We analyze label distribution to ensure balanced training. For this, run python Label_Distribution.py to get the following graph:
Here, we supply categories = ['Dew', 'fogsmog', 'frost', 'glaze', 'hail', 'lightning', 'rain', 'rainbow', 'rime', 'sandstorm', 'snow']
with corresponding numbers starting from 0 to 10. This distribution is important for ensuring balanced training data, which helps build a more accurate and unbiased machine-learning model.
To quantify how well a dataset adapts across tasks, we use the following metrics:
Now run the python Cross-Task_Consistency.py
in the terminal. Also, make sure to replace accuracy numbers with actual metrics from your model evaluations. In our case, it has exhibited the following output:
Adaptability Index: {'Multiclass': 0.7, 'Multilabel': 0.56, 'Image-Text': 0.6399999999999999}
So, the Adaptability Index values indicate the improvement in accuracy from the baseline for each task. The Multiclass task shows a 70% improvement, the Multilabel task shows a 56% improvement, and the Image-Text task shows approximately a 64% improvement.
Reusability measures how well a dataset supports different labeling schemes. For this, run python Reusability_Assessment.py in the terminal which generates the following graphs:
The Multiclass task has the highest Adaptability Index (approximately 0.7) and the highest accuracy (close to 0.8), which indicates it adapts well and performs consistently. The Multilabel and Image-Text tasks have lower Adaptability Index values (around 0.5 and 0.6, respectively) and similar accuracy levels (around 0.75), which suggests they perform well but with less adaptability compared to the Multiclass task. This analysis provides us the clues about the strengths and weaknesses of each task. It still demands further improvements in model training and data labeling.

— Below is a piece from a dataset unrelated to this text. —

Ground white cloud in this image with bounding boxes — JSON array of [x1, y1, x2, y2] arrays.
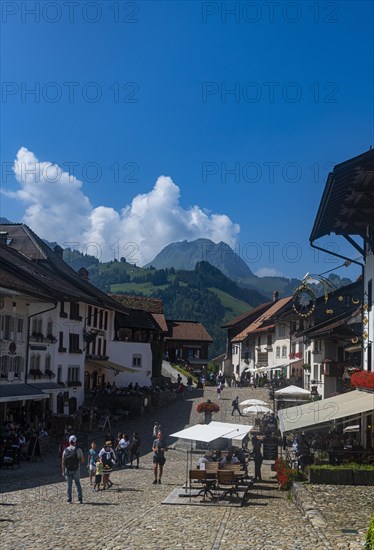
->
[[8, 147, 240, 265], [255, 267, 286, 278]]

The world is already embracing AI trends, and in this tutorial, we explored the process of preparing and preprocessing the "Weather Image Recognition" dataset, which is crucial for training models. Our study highlighted the importance of accurate labeling, which significantly improved the performance of a Convolutional Neural Network (CNN). We also demonstrated the versatility of pre-labeled datasets, showing how they can be repurposed for various tasks like Natural Language Processing (NLP) and multilabel classification. High-quality labels not only enhanced model accuracy by reducing confusion but also accelerated learning and improved generalization. Furthermore, our findings suggest that robust computing resources and well-managed datasets are necessary for achieving optimal AI model performance. We also addressed the critical risks posed by mislabeled datasets, especially in scenarios involving natural disasters, where incorrect labeling can lead to disastrous outcomes. Advanced AI models with image recognition capabilities could automate essential tasks such as automated warning systems, better recommendation engines, and more accurate weather predictions and analyses. To avoid making this tutorial excessively long, we’ve uploaded the complete code to GitHub, allowing you to download, modify, or reuse it as needed. The article also covers advanced evaluation and visualization techniques, supported by numerous graphs and charts to clarify key concepts.